440th Airlift Wing chief retires after 33 years of service

In 1980, a 17-year-old high school student was wondering what to do with his life and had a chance to shadow several workers, including an Air Force recruiter.

Jeffrey S. Roeder decided the Air Force might be as promising as anything else on the horizon. A brochure showing an airman with a beret and rifle lured him into the security field, the equivalent of Army military police. He was not even old enough to enlist without getting his parents’ signatures.

On March 2, Roeder retired from the Air Force Reserve, 33 years later, as the command chief master sergeant of the 440th Airlift Wing at Fort Bragg’s Pope Field.

Roeder had held the wing’s top enlisted position since July 2009.

“More than anything else, he cares about airmen,” said Brig. Gen. Norman Ham, commander of the 440th Airlift Wing at Fort Bragg’s Pope Field.

In addition to taking care of airmen, Roeder attended as many Air Force graduations and ceremonies and events in the neighboring civilian community as possible, Ham said.

In 1980, Roeder listed his preferences for duty sites in states surrounding his native Wisconsin. The Air Force sent him to Germany for three years.

He found himself in Egypt providing security for an AWACS airplane monitoring developments after the assassination of President Anwar Sadat.

The Midwestern boy found himself coping with Middle East heat and warnings about not straying from a path and stepping on ancient land mines placed by the Russians.

Then he did a stint with the 44th Missile Support Squadron at Ellsworth Air Force Base in South Dakota.

After leaving active duty in 1984, he found himself longing for military life and joined the Air Force Reserve’s 440th Airlift Wing in Milwaukee.

He worked his way up through the enlisted ranks and was eyeing retirement after 20 years when he was approached about being a first sergeant, the top enlisted airman, of the 440th Security Forces Squadron.

Roeder found that he liked taking care of airmen, and the promotions kept coming.

Then along came the 2005 base-realignment announcement that the Air Force Reserve wing and its C-130H airplanes would leave Wisconsin and move to North Carolina.
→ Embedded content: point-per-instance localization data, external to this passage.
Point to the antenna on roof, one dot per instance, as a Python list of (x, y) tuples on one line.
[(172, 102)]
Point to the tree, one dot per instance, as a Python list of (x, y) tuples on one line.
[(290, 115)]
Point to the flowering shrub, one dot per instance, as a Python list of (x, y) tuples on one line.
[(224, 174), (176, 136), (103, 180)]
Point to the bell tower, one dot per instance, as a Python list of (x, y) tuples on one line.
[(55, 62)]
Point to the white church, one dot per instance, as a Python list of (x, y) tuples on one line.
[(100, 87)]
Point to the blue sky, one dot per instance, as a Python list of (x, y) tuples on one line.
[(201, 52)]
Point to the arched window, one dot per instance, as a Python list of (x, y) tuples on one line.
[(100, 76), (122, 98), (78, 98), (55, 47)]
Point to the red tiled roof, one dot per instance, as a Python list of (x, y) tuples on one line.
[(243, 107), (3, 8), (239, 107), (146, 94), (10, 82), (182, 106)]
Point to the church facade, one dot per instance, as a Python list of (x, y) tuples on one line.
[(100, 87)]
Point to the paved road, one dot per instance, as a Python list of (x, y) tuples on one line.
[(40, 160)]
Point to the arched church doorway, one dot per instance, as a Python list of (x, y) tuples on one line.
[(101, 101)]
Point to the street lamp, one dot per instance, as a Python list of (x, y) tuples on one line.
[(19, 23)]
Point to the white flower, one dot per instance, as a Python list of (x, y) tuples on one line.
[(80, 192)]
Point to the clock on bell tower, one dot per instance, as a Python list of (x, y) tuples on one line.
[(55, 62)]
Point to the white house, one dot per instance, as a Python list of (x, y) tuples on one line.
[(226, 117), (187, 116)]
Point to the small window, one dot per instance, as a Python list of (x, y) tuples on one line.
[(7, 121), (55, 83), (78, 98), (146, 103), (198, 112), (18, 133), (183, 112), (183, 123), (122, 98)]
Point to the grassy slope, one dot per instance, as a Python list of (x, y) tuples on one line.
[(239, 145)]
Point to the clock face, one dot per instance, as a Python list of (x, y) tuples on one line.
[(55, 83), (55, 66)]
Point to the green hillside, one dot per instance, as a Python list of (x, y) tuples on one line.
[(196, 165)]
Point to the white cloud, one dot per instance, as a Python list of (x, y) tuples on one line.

The changes called for the Air Force base to become part of Fort Bragg.

“Rocked my world, I’ll tell you,” he said.

He decided to make the move and help re-establish the Air Force Reserve wing at Pope Air Force Base, which would become Fort Bragg’s Pope Field.

The military decided to send him back to the Middle East as first sergeant of an air expeditionary wing.

He returned from the deployment and applied to be the wing’s top enlisted airman in 2009.

“The rest is history, here I am,” he said. “I didn’t exactly plan my destiny, but I always kept an open mind. I gave 110 percent at everything I did.”

Roeder described watching airplanes launch into the night sky during a recent Army-Air Force readiness exercise as artillery boomed in the background.

“Wonderful, wonderful, wonderful place to finish up my military career,” he said.